Best Practices Informatica
Best Practices:
The following lists some performance considerations when building mappings.
1). Filter Expressions – try to evaluate them in a port expression:
Try to create the filter (true/false) answer inside a port expression upstream. Complex filter expressions slow down the mapping. Again, expressions/conditions operate fastest in an Expression Object with an output port for the result. Turns out – the longer the expression, or the more complex – the more severe the speed degradation. Place the actual expression (complex or not) in an EXPRESSION OBJECT upstream from the filter. Compute a single numerical flag: 1 for true, 0 for false as an output port. Pump this in to the filter – you should see the maximum performance ability with this configuration.
2). Remove all “DEFAULT” value expressions where possible.
Having a default value – even the “ERROR(xxx)” command slows down the session. It causes an unnecessary evaluation of values for every data element in the map. The only time you want to use “DEFAULT value is when you have to provide a default value for a specific port. There is another method: placing a variable with an IIF(xxxx, DEFAULT VALUE, xxxx) condition within an expression. This will always be faster (if assigned to an output port) than a default value.
3). Variable Ports are “slower” than Output Expressions.
Whenever possible, use output expressions instead of variable ports. The variables are good for “static – and state driven” but do slow down the processing time – as they are allocated/reallocated each pass of a row through the expression transform.

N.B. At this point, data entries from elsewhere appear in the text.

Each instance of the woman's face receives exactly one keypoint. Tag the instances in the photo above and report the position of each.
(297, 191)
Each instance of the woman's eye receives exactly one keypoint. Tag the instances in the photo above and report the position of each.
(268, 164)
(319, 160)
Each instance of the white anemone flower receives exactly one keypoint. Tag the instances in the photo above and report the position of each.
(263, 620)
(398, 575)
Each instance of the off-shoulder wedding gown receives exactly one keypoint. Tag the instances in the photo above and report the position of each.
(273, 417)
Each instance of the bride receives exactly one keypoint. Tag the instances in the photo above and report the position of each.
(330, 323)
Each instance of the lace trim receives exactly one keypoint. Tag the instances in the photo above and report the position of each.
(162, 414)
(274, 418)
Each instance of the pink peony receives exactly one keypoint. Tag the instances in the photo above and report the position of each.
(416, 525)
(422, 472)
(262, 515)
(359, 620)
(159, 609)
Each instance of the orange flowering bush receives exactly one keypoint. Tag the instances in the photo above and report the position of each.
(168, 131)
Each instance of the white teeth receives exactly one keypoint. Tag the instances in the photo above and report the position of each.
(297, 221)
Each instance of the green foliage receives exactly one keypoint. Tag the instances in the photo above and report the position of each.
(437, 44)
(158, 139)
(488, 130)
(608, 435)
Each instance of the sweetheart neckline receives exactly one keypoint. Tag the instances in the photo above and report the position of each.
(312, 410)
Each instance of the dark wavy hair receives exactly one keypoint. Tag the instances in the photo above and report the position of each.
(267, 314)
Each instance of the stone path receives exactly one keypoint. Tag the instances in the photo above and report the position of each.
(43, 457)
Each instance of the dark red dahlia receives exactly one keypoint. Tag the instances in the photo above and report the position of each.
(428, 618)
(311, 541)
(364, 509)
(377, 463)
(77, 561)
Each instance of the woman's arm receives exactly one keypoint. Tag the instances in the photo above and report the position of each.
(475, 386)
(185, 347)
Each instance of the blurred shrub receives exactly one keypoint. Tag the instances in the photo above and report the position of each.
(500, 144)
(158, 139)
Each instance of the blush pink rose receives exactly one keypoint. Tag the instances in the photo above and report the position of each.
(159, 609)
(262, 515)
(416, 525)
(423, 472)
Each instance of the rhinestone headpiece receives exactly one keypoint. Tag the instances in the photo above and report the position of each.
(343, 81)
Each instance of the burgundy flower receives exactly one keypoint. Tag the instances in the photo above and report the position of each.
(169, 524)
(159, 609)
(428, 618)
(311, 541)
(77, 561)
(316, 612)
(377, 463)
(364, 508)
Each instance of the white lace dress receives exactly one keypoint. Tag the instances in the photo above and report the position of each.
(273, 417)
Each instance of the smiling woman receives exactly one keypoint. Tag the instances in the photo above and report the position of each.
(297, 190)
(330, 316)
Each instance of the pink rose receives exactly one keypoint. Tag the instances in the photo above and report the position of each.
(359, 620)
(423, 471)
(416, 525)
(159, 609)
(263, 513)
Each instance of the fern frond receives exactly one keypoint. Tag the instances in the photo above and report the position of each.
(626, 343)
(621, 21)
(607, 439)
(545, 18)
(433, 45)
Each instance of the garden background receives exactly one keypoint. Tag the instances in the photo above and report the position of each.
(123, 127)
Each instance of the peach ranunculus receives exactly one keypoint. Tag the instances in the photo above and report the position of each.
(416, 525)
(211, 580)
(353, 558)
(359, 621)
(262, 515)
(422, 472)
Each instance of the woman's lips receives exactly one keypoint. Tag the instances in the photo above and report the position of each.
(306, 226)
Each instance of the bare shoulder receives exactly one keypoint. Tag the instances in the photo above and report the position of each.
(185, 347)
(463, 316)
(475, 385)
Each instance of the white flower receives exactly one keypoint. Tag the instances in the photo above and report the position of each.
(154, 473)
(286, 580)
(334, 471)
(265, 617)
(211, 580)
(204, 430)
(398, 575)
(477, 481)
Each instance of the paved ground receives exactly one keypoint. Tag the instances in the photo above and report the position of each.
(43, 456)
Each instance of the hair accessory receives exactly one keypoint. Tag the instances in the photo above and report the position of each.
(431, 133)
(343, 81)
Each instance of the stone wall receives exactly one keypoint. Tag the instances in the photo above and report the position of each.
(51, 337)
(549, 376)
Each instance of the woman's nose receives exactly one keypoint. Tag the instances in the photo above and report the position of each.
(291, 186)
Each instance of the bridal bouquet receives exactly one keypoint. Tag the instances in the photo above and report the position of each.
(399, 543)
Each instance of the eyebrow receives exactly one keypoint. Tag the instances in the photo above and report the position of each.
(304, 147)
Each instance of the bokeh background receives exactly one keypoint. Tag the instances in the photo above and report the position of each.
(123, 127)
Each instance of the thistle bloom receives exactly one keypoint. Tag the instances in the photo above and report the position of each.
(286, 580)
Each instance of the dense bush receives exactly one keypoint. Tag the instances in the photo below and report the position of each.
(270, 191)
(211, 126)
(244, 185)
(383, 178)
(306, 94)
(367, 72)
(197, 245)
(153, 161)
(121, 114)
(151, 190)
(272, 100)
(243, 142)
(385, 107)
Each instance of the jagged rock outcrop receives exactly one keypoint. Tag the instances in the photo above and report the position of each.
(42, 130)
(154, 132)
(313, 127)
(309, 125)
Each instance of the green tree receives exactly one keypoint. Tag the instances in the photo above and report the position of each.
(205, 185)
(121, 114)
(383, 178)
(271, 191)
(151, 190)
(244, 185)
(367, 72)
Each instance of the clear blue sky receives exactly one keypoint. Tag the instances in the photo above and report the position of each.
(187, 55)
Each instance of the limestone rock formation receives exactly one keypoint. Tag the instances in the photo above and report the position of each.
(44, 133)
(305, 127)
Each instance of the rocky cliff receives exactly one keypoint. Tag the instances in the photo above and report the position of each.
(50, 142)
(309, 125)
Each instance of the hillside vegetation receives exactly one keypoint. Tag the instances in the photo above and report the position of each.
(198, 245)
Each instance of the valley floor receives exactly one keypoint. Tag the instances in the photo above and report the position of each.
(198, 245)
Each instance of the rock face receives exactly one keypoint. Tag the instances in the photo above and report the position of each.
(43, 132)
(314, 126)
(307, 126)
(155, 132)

4). Datatype conversion – perform it in a port expression.
Simply mapping a string to an integer, or an integer to a string will perform the conversion, however it will be slower than creating an output port with an expression like: to_integer(xxxx) and mapping an integer to an integer. It’s because PMServer is left to decide if the conversion can be done mid-stream which seems to slow things down.
5). Unused Ports.
Surprisingly, unused output ports have no affect on performance. This is a good thing. However in general it is good practice to remove any unused ports in the mapping, including variables. Unfortunately – there is no “quick” method for identifying unused ports.
6). String Functions.
String functions definitely have an impact on performance. Particularly those that change the length of a string (substring, ltrim, rtrim, etc.). These functions slow the map down considerably, the operations behind each string function are expensive (de-allocate, and re-allocate memory within a READER block in the session). String functions are a necessary and important part of ETL, we do not recommend removing their use completely, only try to limit them to necessary operations. One of the ways to tune these is to use “varchar/varchar2″ data types in your database sources, or to use delimited strings in source flat files (as much as possible). This will help reduce the need for “trimming” input. If your sources are in a database, perform the LTRIM/RTRIM functions on the data coming in from a database SQL statement, this will be much faster than operationally performing it mid-stream.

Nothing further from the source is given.